The International Monetary Fund reduced its forecast for Israel’s economic growth to 0.7% during the current year from 1.6% expected last April, under pressure from military expenditures for its war on Gaza and Lebanon.
The bank expects Israel to use higher government spending in the short term to support the economy and cover the military costs of the war, according to the World Economic Outlook report issued yesterday evening.
The Fund’s forecasts are subject to increasing uncertainty due to the war, and therefore may be subject to revisions, according to the report, which expected Israel’s economy to grow by 2.7% next year and 3.4% in 2029.
No growth
The Standard & Poor’s credit ratings agency excludes the growth of Israel’s economy this year, and has lowered its long-term rating from “A+” at the beginning of this month to “A” due to the increasing security risks in light of the escalation with Hezbollah in Lebanon.

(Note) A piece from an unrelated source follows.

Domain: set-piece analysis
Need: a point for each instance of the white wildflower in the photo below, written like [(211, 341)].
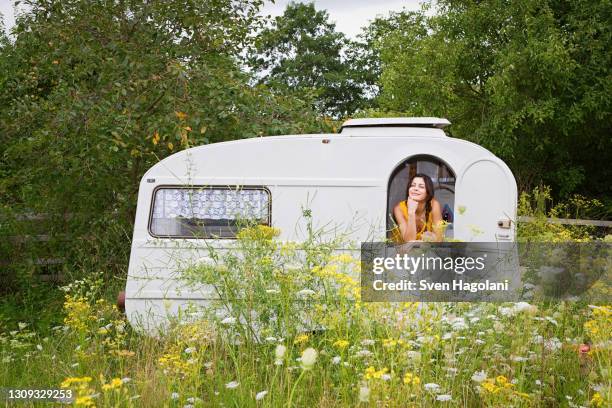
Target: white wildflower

In addition to the risk of a more direct war with Iran.
Standard & Poor’s expected that military activity in the Gaza Strip and Lebanon would continue until 2025, with risks of “retaliation from Israel.”
Moody’s expected a significant reduction in Israel’s growth during 2025 from 4% to 1.5%, and long-term growth expectations were reduced from 4% to 3% annually.
As a result, government debt is expected to rise to 70% of GDP in the coming years, a figure much higher than previous estimates.
Moody’s lowered Israel’s credit rating by two notches to “Baa1” last week, and warned of downgrading it to “high risk” if the current escalating tension with Hezbollah turns into a widespread conflict.